The long range variants of the Tesla Model 3 sedan and Model Y crossover have received a $1,000 price adjustment in the United States. In China, select variants of the Model 3 and Model Y also received a price increase of RMB 10,000 (about $1,500).
With the latest round of price adjustments, the cost of the Model 3 Long Range Dual Motor in the United States has increased from $50,990 to $51,990 before options and incentives. The Model Y Long Range Dual Motor, on the other hand, now starts at $59,990. The Model Y Performance now starts at $64,990 before options and incentives as well.
In China, the Model 3 Performance is the variant that saw a RMB 10,000 price adjustment, with the vehicle now starting at RMB 349,900 from its previous price of RMB 339,900. The Model Y Long Range now starts at RMB 357,900 from its previous cost of RMB 347,900, and the Model Y Performance now starts at RMB 397,900 from RMB 387,900 before options and incentives.
While Tesla did not specify the reasons behind its latest round of price increases, it is believed that the recent adjustments were due to the rising price of nickel, which is used in the Long Range Model 3 and Model Y’s battery packs. This is hinted at by the fact that the base Model 3 RWD did not see a price increase. The base Model 3 RWD is equipped with a lithium-iron-phosphate (LFP) battery, which uses no nickel.
While the Tesla Model 3 and Model Y remain strong contenders in both the US and Chinese markets, the vehicles have received a number of key price adjustments over the past year. The price of the Model Y Long Range, for example, has jumped about 20% from January 2021. The Model 3 Long Range saw a 10.6% price hike in the same period.

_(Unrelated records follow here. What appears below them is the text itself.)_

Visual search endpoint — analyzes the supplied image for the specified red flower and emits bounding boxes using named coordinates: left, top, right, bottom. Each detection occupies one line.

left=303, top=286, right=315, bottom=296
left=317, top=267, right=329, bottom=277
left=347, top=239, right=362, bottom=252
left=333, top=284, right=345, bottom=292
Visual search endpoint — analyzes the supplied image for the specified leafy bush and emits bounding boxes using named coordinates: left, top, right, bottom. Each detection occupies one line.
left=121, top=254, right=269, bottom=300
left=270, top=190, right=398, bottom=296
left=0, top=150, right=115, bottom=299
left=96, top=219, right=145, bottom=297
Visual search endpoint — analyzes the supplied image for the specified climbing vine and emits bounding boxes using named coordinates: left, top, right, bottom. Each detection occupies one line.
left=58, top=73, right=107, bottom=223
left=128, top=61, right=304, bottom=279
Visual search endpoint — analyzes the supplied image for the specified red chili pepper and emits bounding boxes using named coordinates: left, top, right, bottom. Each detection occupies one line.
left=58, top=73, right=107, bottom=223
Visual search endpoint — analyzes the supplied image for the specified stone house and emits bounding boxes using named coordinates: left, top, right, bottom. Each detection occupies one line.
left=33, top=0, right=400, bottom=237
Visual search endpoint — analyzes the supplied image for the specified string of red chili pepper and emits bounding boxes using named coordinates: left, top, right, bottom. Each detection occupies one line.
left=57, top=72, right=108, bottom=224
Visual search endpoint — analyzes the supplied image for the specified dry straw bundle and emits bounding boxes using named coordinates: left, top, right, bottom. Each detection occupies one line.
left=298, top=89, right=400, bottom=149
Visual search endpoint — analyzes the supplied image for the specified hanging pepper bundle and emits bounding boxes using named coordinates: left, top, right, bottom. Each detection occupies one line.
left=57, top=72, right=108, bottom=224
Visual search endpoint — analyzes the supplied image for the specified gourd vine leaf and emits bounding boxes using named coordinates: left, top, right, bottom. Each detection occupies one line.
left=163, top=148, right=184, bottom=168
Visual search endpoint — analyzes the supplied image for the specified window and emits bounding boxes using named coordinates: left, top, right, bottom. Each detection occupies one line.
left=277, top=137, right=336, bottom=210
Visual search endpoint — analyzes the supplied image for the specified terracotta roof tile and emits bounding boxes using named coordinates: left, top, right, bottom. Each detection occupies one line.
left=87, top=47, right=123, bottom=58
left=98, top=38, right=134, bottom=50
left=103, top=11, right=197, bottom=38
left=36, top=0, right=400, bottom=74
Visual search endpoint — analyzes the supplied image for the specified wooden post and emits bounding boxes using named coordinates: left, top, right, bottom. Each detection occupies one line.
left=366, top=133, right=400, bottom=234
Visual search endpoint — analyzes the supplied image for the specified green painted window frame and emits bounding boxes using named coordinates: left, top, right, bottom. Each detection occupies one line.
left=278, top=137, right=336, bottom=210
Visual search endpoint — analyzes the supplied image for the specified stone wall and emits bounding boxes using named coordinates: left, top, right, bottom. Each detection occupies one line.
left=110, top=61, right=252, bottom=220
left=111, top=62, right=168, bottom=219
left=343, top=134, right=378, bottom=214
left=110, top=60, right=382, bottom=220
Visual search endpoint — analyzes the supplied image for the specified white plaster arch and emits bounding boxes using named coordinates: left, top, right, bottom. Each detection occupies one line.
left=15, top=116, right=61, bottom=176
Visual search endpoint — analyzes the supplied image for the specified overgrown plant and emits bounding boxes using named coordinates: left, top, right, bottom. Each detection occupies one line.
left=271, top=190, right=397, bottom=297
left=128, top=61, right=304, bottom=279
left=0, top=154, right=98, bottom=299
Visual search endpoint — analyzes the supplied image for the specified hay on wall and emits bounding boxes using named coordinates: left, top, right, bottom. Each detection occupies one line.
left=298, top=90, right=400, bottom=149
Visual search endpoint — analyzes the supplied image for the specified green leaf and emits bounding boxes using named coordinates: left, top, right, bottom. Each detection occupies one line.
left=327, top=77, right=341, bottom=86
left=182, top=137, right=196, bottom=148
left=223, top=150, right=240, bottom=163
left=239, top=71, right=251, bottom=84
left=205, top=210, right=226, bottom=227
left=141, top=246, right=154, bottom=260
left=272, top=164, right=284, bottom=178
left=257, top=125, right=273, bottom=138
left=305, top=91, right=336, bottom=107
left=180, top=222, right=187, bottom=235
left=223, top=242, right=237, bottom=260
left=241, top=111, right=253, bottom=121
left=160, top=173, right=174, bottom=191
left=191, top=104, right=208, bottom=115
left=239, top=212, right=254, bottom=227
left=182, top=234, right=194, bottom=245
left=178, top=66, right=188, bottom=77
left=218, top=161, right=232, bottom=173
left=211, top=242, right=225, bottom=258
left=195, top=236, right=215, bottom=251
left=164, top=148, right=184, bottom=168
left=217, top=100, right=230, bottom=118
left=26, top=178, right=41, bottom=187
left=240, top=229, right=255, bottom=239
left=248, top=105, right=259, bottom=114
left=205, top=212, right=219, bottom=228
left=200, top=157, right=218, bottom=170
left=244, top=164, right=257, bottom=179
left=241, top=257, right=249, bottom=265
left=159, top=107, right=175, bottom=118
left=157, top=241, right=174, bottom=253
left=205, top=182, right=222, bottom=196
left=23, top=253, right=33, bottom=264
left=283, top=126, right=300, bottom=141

Morgan Stanley analyst Adam Jonas has warned that the rising cost of nickel would likely result in electric vehicles like Teslas seeing a price increase. Just recently, nickel surged above $100,000 per metric ton on the London Metal Exchange, prompting a trading halt. Several reasons are behind nickel’s price increase, though it is believed that a driving factor is Russia’s invasion of Ukraine. With potential sanctions being placed on Russian nickel, the supply of the material to Western countries might be constrained in the near future.